A Green and Sustainable Career
For many, a job in property isn’t the obvious choice if you’re seeking a purpose-led and sustainability-oriented career. Rather, real estate is often framed as a contributing factor to society’s broader environmental problems and slow to offer solutions. But a closer look reveals the picture is far more positive and the opportunities far more dynamic than you might initially imagine.
Pushing towards net zero
Today, the sector offers opportunities ranging from reimagining out-dated buildings to transforming cities and neighbourhoods through innovation and technology. And it is precisely because property has such a large carbon footprint that your skills could help significantly accelerate the transition to a net zero future.
Property professionals have a huge role in influencing the landscape of a city as there’s a growing (and urgent) need to adapt and future-proof existing buildings. Take Grosvenor’s first net zero building, Holbein Gardens, which saw the redevelopment of an outdated 1980s building into one of London’s most sustainable workplaces. From the start, the aim was to repurpose rather than demolish. The challenge was figuring out how to get there.
Working with architects, planners and contractors, we reused many of the building’s existing materials to reduce the impact of construction, but also introduced features such as solar panels and extensive greening to reduce its future environmental impact.
We are also innovating to meet our net zero and biodiversity goals. We’ve partnered with the National Space Agency to map building rooftops to identify space for green roofs, analysed building energy use remotely to support retrofit investment and recently invested in an AI platform to reduce waste at development sites.
The power of people
But sustainability is also about people: the positive impact that changes to physical spaces can have on people’s lived realities. Ensuring communities are empowered and resilient is as much a goal of progressive property owners as reaching environmental goals – largely because they don’t exist in a vacuum and a change in one will affect the others.
Ultimately, people are the experts in what makes their neighbourhoods most “liveable”, so we are working to give residents, local businesses and workers the opportunity to actively influence their area. This type of participatory planning means we can invest more intelligently and maximise social and environmental impact, by taking into account the needs of residents.
Influencing change
Anyone wanting to pursue a career in sustainability might be tempted to go towards tech but few industries provide the same diversity in career paths for sustainability as property, and the sector is becoming just as tech-enabled as others.
As someone who pivoted to sustainability from a career in marketing, property or anything construction-related felt like one of the last places I could imagine working.

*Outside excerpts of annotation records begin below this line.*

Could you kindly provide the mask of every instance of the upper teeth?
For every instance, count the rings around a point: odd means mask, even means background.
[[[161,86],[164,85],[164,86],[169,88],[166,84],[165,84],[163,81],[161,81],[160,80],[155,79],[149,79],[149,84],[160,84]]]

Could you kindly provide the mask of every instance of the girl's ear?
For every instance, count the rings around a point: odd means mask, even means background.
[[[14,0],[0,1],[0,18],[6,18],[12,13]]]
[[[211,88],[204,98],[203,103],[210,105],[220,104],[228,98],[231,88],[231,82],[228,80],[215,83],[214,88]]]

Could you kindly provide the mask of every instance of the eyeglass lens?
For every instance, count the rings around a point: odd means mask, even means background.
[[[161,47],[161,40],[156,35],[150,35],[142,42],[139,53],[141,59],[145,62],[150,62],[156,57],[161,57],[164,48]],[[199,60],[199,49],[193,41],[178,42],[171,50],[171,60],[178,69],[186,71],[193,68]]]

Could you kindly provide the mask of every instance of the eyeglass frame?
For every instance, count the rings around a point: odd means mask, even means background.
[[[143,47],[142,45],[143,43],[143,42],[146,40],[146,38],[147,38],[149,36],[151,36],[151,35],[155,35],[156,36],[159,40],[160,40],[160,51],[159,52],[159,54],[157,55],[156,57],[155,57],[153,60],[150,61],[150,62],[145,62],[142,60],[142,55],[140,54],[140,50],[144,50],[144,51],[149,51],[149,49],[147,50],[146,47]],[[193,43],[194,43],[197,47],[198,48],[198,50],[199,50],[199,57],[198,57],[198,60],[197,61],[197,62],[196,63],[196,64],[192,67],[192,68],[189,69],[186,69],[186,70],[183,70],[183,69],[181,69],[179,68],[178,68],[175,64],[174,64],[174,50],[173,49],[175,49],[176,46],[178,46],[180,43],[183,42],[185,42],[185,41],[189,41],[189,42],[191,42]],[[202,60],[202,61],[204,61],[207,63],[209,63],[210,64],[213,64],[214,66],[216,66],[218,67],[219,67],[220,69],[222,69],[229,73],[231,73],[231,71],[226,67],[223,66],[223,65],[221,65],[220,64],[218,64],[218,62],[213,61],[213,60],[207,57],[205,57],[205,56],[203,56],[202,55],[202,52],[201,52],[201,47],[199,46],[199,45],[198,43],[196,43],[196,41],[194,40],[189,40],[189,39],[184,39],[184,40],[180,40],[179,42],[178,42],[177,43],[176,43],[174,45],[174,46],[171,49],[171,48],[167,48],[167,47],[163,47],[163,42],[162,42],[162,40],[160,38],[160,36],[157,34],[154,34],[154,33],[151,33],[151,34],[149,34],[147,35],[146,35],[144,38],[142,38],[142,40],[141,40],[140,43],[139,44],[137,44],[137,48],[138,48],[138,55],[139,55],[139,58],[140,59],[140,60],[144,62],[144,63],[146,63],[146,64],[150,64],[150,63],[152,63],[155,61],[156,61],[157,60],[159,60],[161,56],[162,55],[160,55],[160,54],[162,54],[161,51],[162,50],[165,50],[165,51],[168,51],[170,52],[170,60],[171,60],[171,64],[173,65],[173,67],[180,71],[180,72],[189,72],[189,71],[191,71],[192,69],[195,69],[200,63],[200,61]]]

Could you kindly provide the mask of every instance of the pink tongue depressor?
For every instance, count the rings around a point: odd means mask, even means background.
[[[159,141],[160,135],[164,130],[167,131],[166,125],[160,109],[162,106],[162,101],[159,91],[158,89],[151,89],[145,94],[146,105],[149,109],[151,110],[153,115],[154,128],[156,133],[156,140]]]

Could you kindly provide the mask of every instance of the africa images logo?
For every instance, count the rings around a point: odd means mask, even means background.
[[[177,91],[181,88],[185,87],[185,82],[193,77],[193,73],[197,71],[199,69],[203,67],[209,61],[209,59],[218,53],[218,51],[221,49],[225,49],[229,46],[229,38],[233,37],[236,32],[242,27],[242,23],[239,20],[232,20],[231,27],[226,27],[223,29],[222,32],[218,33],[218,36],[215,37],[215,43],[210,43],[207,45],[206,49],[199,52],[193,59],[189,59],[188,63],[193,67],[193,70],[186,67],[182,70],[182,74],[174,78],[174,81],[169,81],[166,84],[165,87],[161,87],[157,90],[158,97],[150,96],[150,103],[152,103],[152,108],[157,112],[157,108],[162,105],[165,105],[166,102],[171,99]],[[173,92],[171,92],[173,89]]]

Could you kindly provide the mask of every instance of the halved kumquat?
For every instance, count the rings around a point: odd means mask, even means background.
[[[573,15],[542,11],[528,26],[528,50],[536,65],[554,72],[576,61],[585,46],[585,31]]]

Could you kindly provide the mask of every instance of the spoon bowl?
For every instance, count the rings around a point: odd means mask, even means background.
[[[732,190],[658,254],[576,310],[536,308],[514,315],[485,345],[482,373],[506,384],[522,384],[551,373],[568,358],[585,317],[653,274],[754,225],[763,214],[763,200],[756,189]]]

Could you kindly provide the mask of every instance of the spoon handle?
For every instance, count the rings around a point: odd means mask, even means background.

But it has become increasingly clear that property can be a more diverse, progressive and interesting industry than I once thought.
From the homes we live in, to your college, or where you socialise and work, we interact with real estate in almost every aspect of our day. A career in real estate offers you the ability to literally walk around and see the impact you are having on people’s lives, in a way that most other careers don’t.
It’s true that the built environment accounts for around 40% of global CO2 emissions, and we grapple with big questions of how to deliver new places that balance zero carbon and enhanced biodiversity with the need for more homes, schools, workplaces and community facilities. But it’s precisely these types of complex challenges and jarring statistics that make it an exciting place to work. We have the power to be changemakers and to positively influence the world around us.